Attacking Moral Purity
The Protestant clergy considered the theater an attack on the moral purity of the populace, particularly the young. In 1583 in his The Anatomie of Abuses, religious leader Philip Stubbes declared that far from teaching men and women how to be better people, plays offered instruction in how to lie, cheat, steal, and deceive.
Philip Stubbs said: “If you will learn to jest, laugh and leer, to grin, to nod, and mow [fornicate]; if you will learn to play the vice, to swear, tear, and blaspheme both Heaven and Earth; if you will learn to become a bawd, unclean, and to devirginate maids, to deflower honesty wives; if you will learn to murder, flay, kill, pick, steal, rob, and row.”
Most companies consisted of about a dozen or so regular players and were required by law to have the patronage of an aristocrat or member of the law court. That explains company names which range from Lord Leicester's Men to the Admiral's Men. Shakespeare himself joined a troupe called the Lord Chamberlain's Men with acting stars such as Richard Burbage. The troupe was renamed the King's Men when James I came to the throne.
Choice Theaters
In 1576 James Burbage, a former carpenter and then the actor/manager of Lord Leicester's Men, leased a piece of land in Shoreditch, just north of the London city limits, and built the first permanent theater called, appropriately enough, the Theatre. (Burbage's son, Richard, later headed a company of actors with Shakespeare.) A second theater, The Curtain, was built nearby the next year. Building permanent theaters within the London city limits was prohibited.
Other theaters on the south bank of the Thames soon followed, including the Rose and the Swan. Builders of permanent theaters thus continued to avoid the interference of the local authorities, joining other adult entertainments in the Elizabethan equivalent of a “red-light” district. Here you could also find brothels, gambling dens, and bear-baiting arenas
It was once thought that as people entered the Globe Theatre, they would drop their admission fee into a box, leading to our modern term for the box office at the front of the theater. But in fact, “gatherers” collected fees at the entrances to various levels of the Globe. This was the one job allowed women at the Globe.

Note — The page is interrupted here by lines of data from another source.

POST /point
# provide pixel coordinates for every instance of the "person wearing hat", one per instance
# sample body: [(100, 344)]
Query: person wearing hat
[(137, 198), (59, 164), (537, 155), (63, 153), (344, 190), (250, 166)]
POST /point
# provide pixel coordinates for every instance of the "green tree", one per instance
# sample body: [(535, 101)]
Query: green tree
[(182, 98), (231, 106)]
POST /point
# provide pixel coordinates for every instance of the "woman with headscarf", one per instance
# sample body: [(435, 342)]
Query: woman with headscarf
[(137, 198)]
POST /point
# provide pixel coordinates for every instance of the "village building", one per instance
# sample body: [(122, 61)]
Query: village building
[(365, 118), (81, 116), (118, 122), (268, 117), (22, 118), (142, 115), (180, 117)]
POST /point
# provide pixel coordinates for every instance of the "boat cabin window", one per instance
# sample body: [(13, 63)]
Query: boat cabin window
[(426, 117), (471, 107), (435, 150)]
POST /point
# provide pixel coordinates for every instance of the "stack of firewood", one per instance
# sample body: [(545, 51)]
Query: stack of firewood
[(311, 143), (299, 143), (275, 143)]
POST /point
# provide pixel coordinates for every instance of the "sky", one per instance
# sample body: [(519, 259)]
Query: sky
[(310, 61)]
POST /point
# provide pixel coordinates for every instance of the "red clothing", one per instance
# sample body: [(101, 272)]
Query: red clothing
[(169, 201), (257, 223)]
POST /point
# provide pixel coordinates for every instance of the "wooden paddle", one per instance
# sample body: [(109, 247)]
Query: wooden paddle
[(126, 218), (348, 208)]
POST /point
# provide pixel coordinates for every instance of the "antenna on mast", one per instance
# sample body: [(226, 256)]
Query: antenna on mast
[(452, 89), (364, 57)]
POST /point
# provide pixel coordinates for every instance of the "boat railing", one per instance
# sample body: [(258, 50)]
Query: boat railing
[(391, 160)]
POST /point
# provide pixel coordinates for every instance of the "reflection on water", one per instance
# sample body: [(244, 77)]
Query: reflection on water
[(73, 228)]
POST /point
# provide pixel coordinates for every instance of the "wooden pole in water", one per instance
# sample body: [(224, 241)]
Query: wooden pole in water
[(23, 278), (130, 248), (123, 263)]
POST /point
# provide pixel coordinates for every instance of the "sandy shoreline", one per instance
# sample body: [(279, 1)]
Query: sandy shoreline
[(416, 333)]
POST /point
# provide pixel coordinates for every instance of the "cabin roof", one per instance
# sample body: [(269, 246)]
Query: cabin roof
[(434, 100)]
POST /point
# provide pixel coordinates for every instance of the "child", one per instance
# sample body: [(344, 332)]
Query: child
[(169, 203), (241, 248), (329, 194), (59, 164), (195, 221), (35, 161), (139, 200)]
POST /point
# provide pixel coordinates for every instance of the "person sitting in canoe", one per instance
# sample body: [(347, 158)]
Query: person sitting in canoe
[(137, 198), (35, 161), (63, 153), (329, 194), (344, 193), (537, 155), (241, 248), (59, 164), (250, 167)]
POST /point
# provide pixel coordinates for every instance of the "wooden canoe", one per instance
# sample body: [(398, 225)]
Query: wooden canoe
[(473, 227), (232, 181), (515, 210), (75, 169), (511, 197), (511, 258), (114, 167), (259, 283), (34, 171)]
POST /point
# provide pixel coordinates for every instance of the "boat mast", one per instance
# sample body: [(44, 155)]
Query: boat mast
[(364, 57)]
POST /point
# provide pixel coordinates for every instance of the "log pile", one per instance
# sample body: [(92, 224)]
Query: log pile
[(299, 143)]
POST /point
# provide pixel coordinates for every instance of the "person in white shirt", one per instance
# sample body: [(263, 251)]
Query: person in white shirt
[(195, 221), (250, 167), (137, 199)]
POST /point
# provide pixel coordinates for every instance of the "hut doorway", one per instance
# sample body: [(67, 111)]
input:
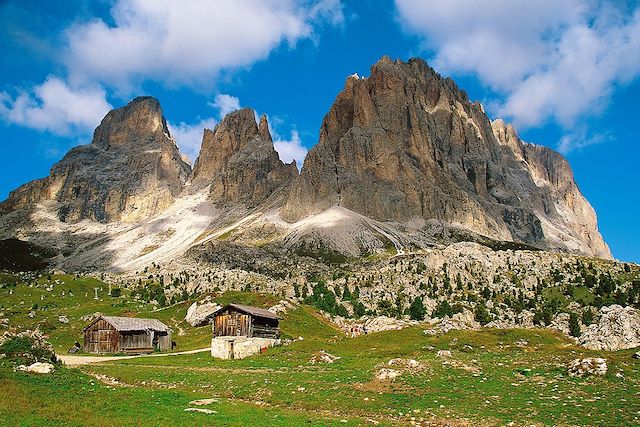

In 1598, Richard Burbage lost the lease to his father's theater, which fell into disrepair. In the dead of night, he and his players had to sneak the building timbers off the property before the landowner confiscated them. They dismantled the building, transported it piece by piece across the frozen River Thames, and reassembled it on the south bank of the river and called it the Globe.
Different companies adopted particular theaters as their “homes” even if they toured the countryside and gave performances in the houses of noble patrons. The Blackfriars, for instance, was a small indoor theater that housed a troupe of boy actors, offering highbrow theater for nobles (as did other boy companies) until it was taken over by Shakespeare's King's Men in 1608. This immediately became the company's winter home and then its principal theater when the Globe burned down in 1613. Scholars speculate that some of Shakespeare's later plays, particularly those such as The Tempest and The Winter's Tale, which called for special effects, may have been composed for the more intimate setting of the Blackfriars, and its richer, perhaps more sophisticated audiences.